While I like melodic material, and do tinker with that, I'm also hugely interested in sound design and works that emerge out of a process that I've heard called "painting with sound." Or, to use a term coined by pioneering synthesist Steve Roach, creating "soundworlds."

If you want shiny, happy dance music or singer/songwriter earnestness, this is not the place for you.

Check back every now and then. I'll probably rotate various pieces in and out.

Extract (Soundtrack)
Put the voice tracks and another thing or two on mute, and what have you got? The sonic tapestry behind the audio story “Extract,” with a quick little homage to John Carpenter added to the low, extended fade-out. (6.3 MB)

Inconspicuous Consumption
The tabloid edition tale of German Internet cannibal Armin Meiwes and his late, delicious friend.
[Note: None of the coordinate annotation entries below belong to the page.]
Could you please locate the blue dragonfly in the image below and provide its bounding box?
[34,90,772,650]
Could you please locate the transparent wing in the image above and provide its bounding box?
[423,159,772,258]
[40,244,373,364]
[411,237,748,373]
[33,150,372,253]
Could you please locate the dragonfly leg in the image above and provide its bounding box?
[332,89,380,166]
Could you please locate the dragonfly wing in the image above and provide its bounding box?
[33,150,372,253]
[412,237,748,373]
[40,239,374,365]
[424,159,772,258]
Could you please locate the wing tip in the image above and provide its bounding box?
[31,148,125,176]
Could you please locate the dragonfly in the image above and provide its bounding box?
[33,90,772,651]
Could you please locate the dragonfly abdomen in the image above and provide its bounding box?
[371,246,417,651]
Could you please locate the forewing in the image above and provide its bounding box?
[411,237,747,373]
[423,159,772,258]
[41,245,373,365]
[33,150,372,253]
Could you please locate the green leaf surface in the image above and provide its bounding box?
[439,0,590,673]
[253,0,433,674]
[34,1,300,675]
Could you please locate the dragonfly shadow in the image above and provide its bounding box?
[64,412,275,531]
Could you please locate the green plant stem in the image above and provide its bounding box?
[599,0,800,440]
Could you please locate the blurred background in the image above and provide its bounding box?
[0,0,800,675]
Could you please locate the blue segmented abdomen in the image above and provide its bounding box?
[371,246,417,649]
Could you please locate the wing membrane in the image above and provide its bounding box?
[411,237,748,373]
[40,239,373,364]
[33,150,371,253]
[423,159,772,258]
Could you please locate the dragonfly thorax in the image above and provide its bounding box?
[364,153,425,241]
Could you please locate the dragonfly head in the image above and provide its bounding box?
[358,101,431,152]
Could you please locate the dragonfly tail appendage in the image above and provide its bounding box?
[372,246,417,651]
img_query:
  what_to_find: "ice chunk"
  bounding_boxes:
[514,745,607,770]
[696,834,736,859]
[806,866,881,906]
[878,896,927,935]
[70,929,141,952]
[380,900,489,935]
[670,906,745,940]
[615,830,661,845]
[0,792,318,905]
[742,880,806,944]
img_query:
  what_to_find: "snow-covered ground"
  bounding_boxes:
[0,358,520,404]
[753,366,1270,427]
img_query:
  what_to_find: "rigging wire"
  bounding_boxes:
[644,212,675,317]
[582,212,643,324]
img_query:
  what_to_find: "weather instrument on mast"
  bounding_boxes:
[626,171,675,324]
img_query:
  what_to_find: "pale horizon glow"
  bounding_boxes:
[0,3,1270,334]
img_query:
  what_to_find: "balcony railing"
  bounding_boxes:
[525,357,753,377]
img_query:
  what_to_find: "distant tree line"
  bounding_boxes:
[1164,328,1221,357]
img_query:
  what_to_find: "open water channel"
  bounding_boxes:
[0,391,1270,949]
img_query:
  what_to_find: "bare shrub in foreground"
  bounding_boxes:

I tried using a few brighter sounds, really, I did … it just didn’t work. The thing genuinely seemed to want to be dank and grimy, like a transmission beamed in from the radio equivalent of Videodrome. Most audio clips were nicked from the BBC, with a special appearance by my friend J.P. McLaughlin as the voice of Armin, in his own translated words. (6.8 MB)

The Last Primal Dawn
A brief layer of a brand new, much longer, track, “Megalith” … but when I listened to it out of context, it seemed hauntingly complete on its own, too. In my sampler, I created an ensemble of ancient horns – alpenhorn, midwinterhorn, and two versions of a Rkang Gling — then played them in one line at a time. (1.6 MB)


There's a good amount of very low- and high-frequency data in these - not always the kind of material best handled by small computer speakers and the MP3 format, however convenient it may be. If you find you're getting pops or crackles, turn off any EQ presets or sound enhancers, which can sometimes cause distortion.